Fantastic, thank you for the comment! I think you're right about the AC too.
This issue is dealt with in the rules - page 28 of the DMG: ‘In most cases, monsters not wearing armor will not have any weapon type adjustments allowed, as monster armor class in such cases pertains to the size, shape, agility, and/or magical nature of the creature.’
@@elliotvernon7971 A monster using natural weapons would recieve hefty penalties against an armored player charcter. That seems to have been handwaved by many. If the reverse is true. Again, no "to hit" modifiers are shown for natural weapons used by them. Nor is reach for these natural weapon attacks. Nor is weapon speed directly given. A few monsters indicate with vague language that they are "fast." All natural attacks are given a damage range, however no difference are made for medium or large targets.
There is plenty of combat design choices that didn't make its way into the Monster Manuel.
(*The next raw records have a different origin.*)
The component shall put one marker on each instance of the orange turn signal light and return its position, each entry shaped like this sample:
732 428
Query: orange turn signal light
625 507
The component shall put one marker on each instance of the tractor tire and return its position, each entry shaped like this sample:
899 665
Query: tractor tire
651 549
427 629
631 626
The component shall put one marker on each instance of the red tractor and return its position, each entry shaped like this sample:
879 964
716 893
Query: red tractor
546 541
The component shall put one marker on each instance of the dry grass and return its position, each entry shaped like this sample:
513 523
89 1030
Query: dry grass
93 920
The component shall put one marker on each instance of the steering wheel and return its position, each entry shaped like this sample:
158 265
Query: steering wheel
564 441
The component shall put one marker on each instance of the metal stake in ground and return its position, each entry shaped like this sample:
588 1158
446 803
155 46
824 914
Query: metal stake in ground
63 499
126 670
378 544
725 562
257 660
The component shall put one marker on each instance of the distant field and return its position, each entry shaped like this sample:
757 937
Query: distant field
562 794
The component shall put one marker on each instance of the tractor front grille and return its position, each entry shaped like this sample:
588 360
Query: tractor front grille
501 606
That is what you get when publishing books, before factoring in the consideration for what the other 2 books will contain.
@@josephpurdy8390 I think the historical reason is that by AD&D Gygax had lost interest in simulationist rules like weapon v armor, speed factors, specific area attacks or Role Master levels of crunch (see his discussion on the first column of the DMG p.61). For example, on EnWorld he said he never played weapon v armor, weapon speed, or any of the simulationist aspects of AD&D and, indeed, the evidence is he even stopped using miniatures by the time of AD&D. However, TSR was a business and Gygax had lots of war gamers and crunch players who were asking for these things at cons in the 1970s. He put them in (implemented from OD&D) to please a section of TSR's customers (who were into gaming knight v knight type combat) but did not go the whole hog and implement them for monsters. The DMG suggests the whole weapon v armor rules are optional rules any way (see DMG p.28).
@@elliotvernon7971 He makes that argument on simulatuonist rules in another part of the DMG. When it came to considerations for hit points. Yet, if you go through on a elf race, strength, dexterity, cavalier class, weapon "to hit" armor type modifiers, magic weapon, medium/long ranged attacks, target condition (prone/blind/stunned), backstab, and weapon specialization. These all can theoretically stack with one another. By only dismissing it for when applied to a player character hitting an unarmored monster. That may not be accurate.